Simplifying the basics of Amazon’s complex DNS solution
“Fools ignore complexity. Pragmatists suffer it. Some can avoid it. Geniuses remove it.” — Alan Perlis, Epigrams in Programming
DNS, or Domain Name System, was invented in the early 1980s during the dawn of the Internet. The distributed and dynamic naming solution translates host names into IP addresses — a foundational technology that made the World Wide Web possible.
Over the past three decades, DNS technology has been refined and refreshed to support far more sophisticated needs. The unfortunate truth is that DNS is now very complex — it’s often the most difficult part of learning how to configure websites and servers.
Amazon Route 53
Once you’ve twisted your mind around the basics of DNS, pragmatists of AWS will suffer the additional complexities introduced by Amazon’s DNS solution — Route 53.
The Amazon Route53 service introduces unique options such as “health checks” and “policy routing” — undifferentiated heavy lifting that many developers just want to avoid or remove.

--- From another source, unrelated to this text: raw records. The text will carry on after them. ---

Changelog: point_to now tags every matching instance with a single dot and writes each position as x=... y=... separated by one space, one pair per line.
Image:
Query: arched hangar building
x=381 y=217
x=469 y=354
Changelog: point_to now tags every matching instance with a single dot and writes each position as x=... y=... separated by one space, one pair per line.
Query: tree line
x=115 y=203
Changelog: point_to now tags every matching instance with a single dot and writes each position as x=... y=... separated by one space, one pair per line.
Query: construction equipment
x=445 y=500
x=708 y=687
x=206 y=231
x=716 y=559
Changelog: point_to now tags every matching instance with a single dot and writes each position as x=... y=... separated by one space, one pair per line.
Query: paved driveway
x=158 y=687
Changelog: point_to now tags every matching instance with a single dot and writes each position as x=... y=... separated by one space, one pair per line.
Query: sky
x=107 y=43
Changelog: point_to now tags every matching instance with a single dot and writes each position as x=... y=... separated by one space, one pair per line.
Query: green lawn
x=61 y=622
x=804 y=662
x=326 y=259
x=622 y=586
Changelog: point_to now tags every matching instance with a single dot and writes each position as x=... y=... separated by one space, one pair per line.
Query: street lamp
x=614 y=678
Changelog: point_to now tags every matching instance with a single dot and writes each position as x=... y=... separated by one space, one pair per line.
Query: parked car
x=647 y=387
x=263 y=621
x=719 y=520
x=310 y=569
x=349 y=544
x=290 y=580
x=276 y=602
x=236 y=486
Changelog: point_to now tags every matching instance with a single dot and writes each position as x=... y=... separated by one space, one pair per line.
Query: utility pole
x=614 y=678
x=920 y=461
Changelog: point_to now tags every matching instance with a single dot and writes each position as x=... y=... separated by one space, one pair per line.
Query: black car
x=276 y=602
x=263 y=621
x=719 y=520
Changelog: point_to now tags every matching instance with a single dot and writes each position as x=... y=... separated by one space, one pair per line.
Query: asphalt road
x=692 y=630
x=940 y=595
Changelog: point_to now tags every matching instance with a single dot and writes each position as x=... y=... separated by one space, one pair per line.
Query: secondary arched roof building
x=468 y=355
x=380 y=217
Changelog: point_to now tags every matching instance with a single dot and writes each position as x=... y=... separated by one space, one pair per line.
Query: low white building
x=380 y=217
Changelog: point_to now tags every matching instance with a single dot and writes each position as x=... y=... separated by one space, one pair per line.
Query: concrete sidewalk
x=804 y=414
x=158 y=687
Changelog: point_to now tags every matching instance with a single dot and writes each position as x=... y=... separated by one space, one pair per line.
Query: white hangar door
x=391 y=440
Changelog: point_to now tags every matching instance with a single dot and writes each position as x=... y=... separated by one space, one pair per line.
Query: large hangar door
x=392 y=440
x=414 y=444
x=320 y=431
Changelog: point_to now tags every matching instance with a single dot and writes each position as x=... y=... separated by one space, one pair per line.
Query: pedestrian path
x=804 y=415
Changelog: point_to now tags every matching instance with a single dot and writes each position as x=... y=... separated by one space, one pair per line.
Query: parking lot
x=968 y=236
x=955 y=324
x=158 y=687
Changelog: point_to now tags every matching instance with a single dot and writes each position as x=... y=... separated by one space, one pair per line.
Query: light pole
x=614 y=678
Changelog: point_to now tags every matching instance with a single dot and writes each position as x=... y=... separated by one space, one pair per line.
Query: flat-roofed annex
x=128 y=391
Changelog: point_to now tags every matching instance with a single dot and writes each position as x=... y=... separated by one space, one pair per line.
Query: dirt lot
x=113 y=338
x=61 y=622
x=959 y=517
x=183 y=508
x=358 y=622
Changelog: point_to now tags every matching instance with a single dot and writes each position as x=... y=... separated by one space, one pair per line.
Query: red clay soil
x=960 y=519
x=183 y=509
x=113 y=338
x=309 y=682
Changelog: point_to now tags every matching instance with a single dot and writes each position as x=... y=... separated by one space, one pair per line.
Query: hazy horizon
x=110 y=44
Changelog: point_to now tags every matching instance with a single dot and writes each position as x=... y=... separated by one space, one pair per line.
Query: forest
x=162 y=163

Since ignoring the complexity of DNS isn’t an option, I’ve gotten a lot of requests from readers of my Last Week in AWS newsletter asking for some insights on using the service.
Let’s start with Route53 health checks
Amazon Route 53 health checks monitor the health and performance of your web applications, web servers, and other resources.

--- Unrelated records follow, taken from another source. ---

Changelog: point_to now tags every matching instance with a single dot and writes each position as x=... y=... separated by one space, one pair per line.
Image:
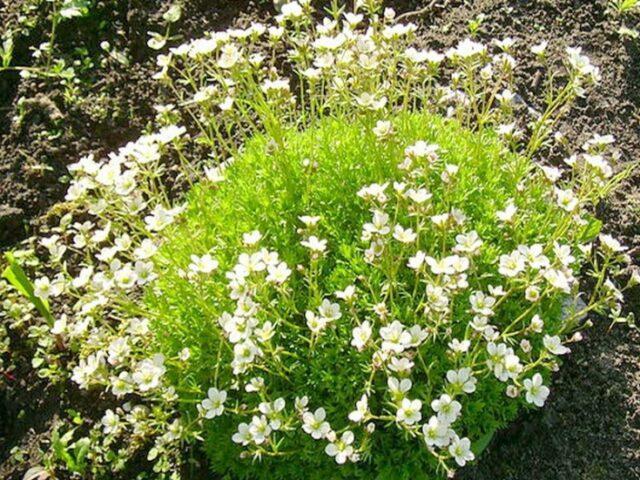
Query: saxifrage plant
x=335 y=255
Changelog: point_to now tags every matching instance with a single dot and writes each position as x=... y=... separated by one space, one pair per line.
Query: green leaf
x=15 y=275
x=483 y=442
x=591 y=230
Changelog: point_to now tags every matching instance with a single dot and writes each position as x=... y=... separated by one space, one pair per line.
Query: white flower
x=309 y=221
x=204 y=264
x=409 y=411
x=417 y=335
x=511 y=265
x=566 y=199
x=482 y=304
x=259 y=429
x=395 y=338
x=348 y=294
x=314 y=244
x=42 y=288
x=251 y=238
x=448 y=410
x=341 y=449
x=506 y=215
x=398 y=388
x=148 y=373
x=400 y=365
x=460 y=449
x=315 y=322
x=329 y=311
x=291 y=10
x=118 y=350
x=278 y=273
x=458 y=346
x=146 y=250
x=539 y=49
x=537 y=393
x=534 y=256
x=404 y=235
x=462 y=379
x=611 y=244
x=554 y=345
x=442 y=266
x=383 y=129
x=466 y=49
x=243 y=435
x=229 y=56
x=361 y=411
x=213 y=405
x=436 y=433
x=315 y=425
x=361 y=335
x=468 y=243
x=559 y=279
x=416 y=262
x=110 y=422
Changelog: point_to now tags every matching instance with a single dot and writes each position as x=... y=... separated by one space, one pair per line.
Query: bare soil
x=589 y=429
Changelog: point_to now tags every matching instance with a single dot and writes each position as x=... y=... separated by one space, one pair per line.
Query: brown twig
x=417 y=12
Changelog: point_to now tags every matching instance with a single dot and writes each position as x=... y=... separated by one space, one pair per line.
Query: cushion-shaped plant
x=370 y=294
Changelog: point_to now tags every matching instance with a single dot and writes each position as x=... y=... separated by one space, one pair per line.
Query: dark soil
x=590 y=427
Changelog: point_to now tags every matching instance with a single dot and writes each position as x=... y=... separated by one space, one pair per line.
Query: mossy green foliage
x=319 y=172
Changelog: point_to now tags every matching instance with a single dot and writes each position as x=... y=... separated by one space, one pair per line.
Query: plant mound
x=381 y=295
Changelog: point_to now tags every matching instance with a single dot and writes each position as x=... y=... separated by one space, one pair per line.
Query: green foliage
x=16 y=276
x=319 y=172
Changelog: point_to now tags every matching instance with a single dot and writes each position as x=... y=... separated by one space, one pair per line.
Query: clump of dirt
x=114 y=110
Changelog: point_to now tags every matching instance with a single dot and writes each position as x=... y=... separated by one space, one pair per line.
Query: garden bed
x=588 y=429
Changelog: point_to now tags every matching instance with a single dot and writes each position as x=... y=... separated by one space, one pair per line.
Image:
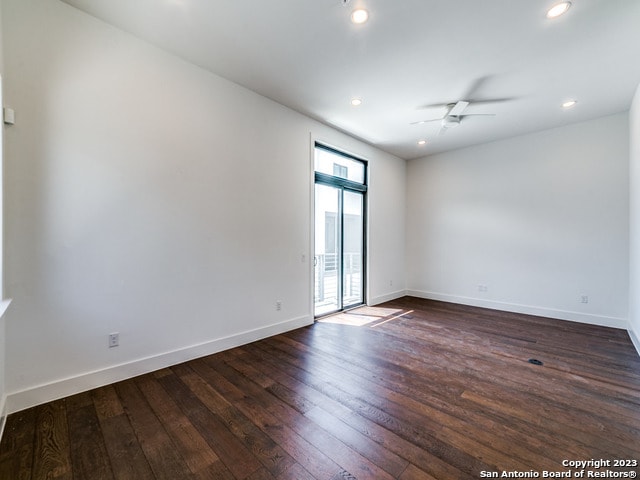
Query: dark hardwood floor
x=411 y=389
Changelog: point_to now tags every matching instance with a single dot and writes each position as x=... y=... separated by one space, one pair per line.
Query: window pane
x=339 y=166
x=353 y=249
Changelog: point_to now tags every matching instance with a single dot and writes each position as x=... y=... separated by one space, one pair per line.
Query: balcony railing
x=326 y=278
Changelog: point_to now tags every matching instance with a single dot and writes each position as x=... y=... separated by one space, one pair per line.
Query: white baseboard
x=87 y=381
x=601 y=320
x=386 y=297
x=634 y=339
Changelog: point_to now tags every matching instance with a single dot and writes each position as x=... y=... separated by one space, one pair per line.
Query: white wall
x=539 y=220
x=149 y=197
x=3 y=304
x=634 y=222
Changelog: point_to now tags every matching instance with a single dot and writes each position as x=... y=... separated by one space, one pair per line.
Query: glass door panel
x=327 y=265
x=353 y=248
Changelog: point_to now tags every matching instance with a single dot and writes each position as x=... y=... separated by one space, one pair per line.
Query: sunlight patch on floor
x=366 y=316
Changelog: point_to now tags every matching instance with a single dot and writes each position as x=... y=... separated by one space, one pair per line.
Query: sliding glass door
x=339 y=257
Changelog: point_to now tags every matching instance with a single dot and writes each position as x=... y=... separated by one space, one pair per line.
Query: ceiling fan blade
x=420 y=122
x=477 y=115
x=458 y=108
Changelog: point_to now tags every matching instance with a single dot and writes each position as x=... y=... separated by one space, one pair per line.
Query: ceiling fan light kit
x=558 y=9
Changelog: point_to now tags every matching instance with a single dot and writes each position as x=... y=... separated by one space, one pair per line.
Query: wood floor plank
x=16 y=448
x=52 y=456
x=127 y=458
x=231 y=451
x=188 y=441
x=409 y=390
x=89 y=456
x=156 y=444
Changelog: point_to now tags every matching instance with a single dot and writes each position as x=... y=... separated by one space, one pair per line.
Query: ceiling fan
x=453 y=116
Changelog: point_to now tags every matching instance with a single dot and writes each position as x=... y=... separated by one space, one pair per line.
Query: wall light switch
x=9 y=116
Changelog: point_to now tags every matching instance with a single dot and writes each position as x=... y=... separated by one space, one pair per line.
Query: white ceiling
x=504 y=56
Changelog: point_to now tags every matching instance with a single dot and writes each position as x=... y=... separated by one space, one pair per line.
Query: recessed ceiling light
x=359 y=16
x=558 y=9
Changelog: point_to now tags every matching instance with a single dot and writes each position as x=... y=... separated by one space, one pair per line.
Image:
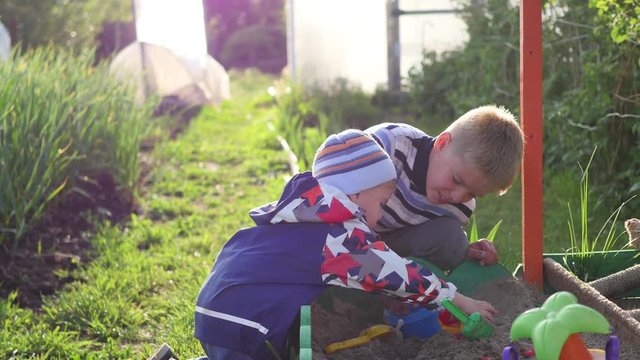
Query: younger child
x=318 y=234
x=440 y=177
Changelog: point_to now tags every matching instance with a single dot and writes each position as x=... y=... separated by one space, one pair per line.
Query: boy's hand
x=483 y=251
x=469 y=306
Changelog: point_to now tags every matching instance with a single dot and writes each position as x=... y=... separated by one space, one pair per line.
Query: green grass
x=60 y=119
x=141 y=290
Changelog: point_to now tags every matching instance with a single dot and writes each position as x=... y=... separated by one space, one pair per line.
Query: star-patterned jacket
x=314 y=236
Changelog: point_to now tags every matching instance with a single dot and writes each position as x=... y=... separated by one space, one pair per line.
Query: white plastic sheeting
x=156 y=70
x=348 y=38
x=5 y=42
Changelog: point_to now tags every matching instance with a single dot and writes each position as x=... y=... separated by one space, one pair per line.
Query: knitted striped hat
x=352 y=161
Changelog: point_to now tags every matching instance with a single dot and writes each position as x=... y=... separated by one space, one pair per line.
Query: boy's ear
x=443 y=140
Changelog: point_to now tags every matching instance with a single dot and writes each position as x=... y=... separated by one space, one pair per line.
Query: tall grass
x=60 y=119
x=580 y=257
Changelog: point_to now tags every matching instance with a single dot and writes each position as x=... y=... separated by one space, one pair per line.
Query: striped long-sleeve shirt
x=409 y=148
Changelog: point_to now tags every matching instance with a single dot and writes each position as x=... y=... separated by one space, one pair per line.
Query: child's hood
x=305 y=201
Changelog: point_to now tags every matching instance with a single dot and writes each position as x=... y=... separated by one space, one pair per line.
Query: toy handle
x=612 y=349
x=455 y=311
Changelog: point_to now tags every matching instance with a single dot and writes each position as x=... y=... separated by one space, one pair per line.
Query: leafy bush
x=307 y=116
x=591 y=84
x=60 y=120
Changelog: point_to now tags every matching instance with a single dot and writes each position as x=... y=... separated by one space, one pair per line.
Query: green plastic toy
x=474 y=326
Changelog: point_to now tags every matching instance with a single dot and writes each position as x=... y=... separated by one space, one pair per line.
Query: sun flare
x=175 y=24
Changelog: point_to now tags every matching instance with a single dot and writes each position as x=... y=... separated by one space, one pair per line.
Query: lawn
x=141 y=288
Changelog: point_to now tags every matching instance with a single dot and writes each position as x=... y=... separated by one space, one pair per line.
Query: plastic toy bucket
x=420 y=322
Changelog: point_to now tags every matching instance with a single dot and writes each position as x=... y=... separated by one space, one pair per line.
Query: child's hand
x=469 y=306
x=483 y=251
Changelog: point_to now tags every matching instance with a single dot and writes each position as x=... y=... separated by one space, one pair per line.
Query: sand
x=345 y=319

Health checks are aimed at AWS endpoints — a resource running within your AWS account such as Amazon EC2 instance. You’ll get free health checks for your first 50 endpoints, after which they’ll cost you 50¢ each per month.
You can set health checks to query for a particular string, and can target a specific URL. Be aware that by default, you can expect a health check to hit every 2 — 3 seconds given the large number of endpoints Route53 can monitor. If this is going to be a problem for your application, consider alternatives to a URL which exercises your entire application’s workflow.
These health checks serve two purposes.
- The first goal is DNS failover. This ensures that only healthy endpoints are returned to requesters.
- The second is to generate CloudWatch metrics for alarms, trend reports, or triggering Lambda functions at certain thresholds.
Next, let’s discuss Traffic Policies
When you create a resource record set, you choose a routing policy, which determines how Amazon Route 53 responds to queries.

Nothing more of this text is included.